/html-viewer

View the HTML source of any website, and the number of occurances of each HTML tag in the source

Primary LanguageJavaScript

HTML Viewer and Summarizer

This web app fetches the HTML from a given URL and displays the source to the user. A summary of the document is displayed, listing which tags are present in the HTML and how many of each tag. Clicking on the name of each tag in the summary will highlight the tags in the source code view.

Screenshot

Implementation Details

Technology Used

  • Koa - The framework for the back-end web server of the app
  • React - Used to create the front-end view components
  • Bootstrap - Used as the front-end HTML/CSS framework
  • Browserify - For bundling Javascript dependenices and using require() on the front-end
  • Prism - For doing syntax highlighting on the HTML source code being viewed
  • htmlparser2 - Used to parse the HTML and count the number of each tag

Description

This app displays a single page to the user containing a form that lets the user enter the URL of another web site. When the user enters a valid URL and hits the request button, an AJAX request is sent to the servers /summary endpoint with the requested URL in a query string parameter.
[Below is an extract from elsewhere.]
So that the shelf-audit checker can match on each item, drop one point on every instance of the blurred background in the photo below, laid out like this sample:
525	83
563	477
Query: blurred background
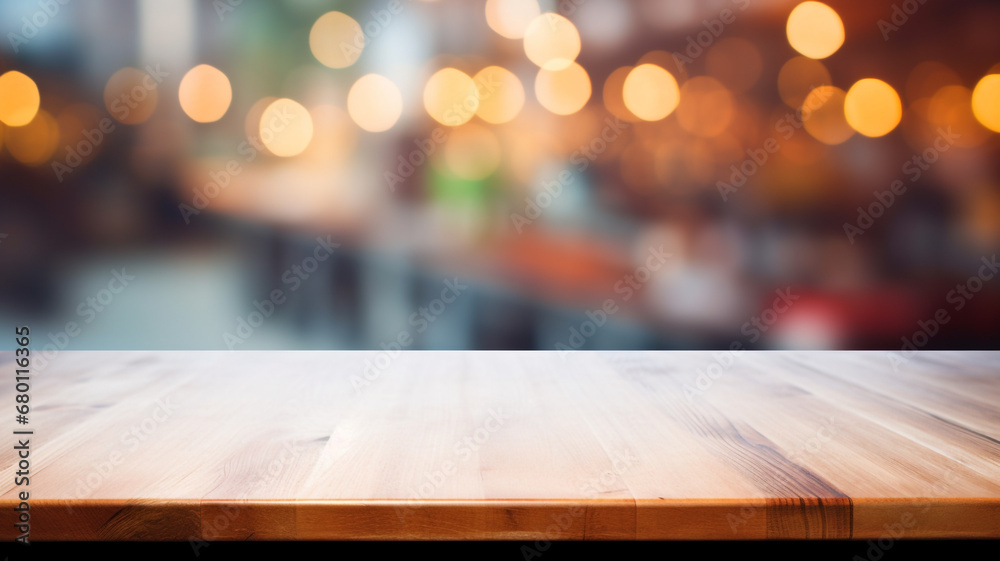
519	174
On the server, the request is handled by the SummaryController, which validates the URL provided in the query string and makes an HTTP request to get the HTML content at the URL. The HTML content is passed through an HTML parser in order to count the number of times each HTML tag occurs in the source. This is done by creating a map of tags e.g.

tags: {
  html: 1,
  body: 1,
  div: 3,
  a: 4,
  img: 2
}

This map of tags is converted into an array and sorted by count, then returned to the client along with the original HTML source. The HTML source and the list of tags and their counts are then rendered on the page. The HTML source is parsed by the Prism syntax highlighting library.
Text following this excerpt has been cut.